En tant que journalistes, nous parlons régulièrement à des experts, mais sommes-nous certains de tirer le meilleur de ces échanges ?
Après m'être entretenu avec des experts du monde universitaire, des think tanks et avoir repensé à mes propres expériences en tant que sujet d'interviews, j'ai identifié comment les journalistes pourraient améliorer leurs entretiens avec des experts.
La critique la plus fréquente que j'ai entendue au cours de ces conversations est la suivante : "Les journalistes savent déjà ce qu'ils veulent écrire, nous ne sommes là que pour remplir leur texte à trous". Ce n'est pas forcément vrai, mais c'est souvent la conclusion que tirent les personnes interviewées.
Par exemple, ma collègue Hadil Abuhmaid m'a fait part d'une expérience récente : "Le journaliste a essentiellement dirigé mes réponses". Elle a refusé de jouer le jeu, s'opposant à l'approche, et aux conclusions, du journaliste.
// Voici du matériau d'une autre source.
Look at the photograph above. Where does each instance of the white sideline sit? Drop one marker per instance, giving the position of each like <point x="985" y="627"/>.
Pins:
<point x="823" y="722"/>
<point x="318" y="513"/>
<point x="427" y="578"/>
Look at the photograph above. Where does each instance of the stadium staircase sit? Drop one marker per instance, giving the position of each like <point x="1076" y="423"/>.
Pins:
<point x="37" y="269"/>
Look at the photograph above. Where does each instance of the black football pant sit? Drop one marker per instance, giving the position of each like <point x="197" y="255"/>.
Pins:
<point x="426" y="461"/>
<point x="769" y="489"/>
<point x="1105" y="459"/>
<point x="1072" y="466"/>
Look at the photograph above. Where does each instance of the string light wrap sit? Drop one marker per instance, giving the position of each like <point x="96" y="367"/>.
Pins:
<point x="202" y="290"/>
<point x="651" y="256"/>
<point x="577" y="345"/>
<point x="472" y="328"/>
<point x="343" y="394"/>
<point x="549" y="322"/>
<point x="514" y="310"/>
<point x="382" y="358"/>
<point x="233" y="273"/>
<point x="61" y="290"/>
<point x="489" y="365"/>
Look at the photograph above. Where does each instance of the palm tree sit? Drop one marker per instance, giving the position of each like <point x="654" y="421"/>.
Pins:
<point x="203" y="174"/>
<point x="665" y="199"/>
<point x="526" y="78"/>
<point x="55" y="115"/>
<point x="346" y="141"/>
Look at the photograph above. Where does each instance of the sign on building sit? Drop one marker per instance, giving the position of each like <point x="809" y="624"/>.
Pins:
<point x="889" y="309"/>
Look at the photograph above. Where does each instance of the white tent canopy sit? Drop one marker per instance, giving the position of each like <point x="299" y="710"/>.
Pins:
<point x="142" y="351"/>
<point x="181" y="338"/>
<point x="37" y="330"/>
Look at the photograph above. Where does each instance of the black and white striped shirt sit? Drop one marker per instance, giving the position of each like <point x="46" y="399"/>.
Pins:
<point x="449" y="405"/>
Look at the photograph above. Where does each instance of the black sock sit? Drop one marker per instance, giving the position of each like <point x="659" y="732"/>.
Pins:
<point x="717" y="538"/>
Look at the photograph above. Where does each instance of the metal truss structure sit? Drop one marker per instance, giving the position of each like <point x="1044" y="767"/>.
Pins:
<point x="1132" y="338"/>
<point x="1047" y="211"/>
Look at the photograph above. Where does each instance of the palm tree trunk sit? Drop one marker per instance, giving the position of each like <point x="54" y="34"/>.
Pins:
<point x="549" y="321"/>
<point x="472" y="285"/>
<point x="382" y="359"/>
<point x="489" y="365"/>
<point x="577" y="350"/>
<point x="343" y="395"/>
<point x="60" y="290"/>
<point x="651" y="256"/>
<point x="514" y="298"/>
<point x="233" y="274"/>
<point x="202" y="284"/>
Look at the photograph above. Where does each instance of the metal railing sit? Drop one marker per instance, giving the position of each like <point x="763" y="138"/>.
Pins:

D'autres se sont plaints des simplifications ou du manque de nuance des journalistes. Ces derniers maîtrisant rarement mieux leur sujet que leurs interlocuteurs, ce grief est peut-être justifié. Les journalistes doivent s'en prémunir.
Voici donc six propositions pour mieux gérer les relations avec les sources expertes et assurer la fluidité des entretiens.
1) Faites vos recherches
Cela devrait aller de soi, mais malheureusement, ce n'est pas toujours le cas : faites des recherches préalables sur votre sujet. Regardez leurs profils sur les réseaux sociaux. Identifiez et trouvez-vous des points communs ou quelque chose d'intéressant produit par votre source récemment. Dans la mesure du possible, vous pouvez y faire référence dans les premières minutes de vos échanges.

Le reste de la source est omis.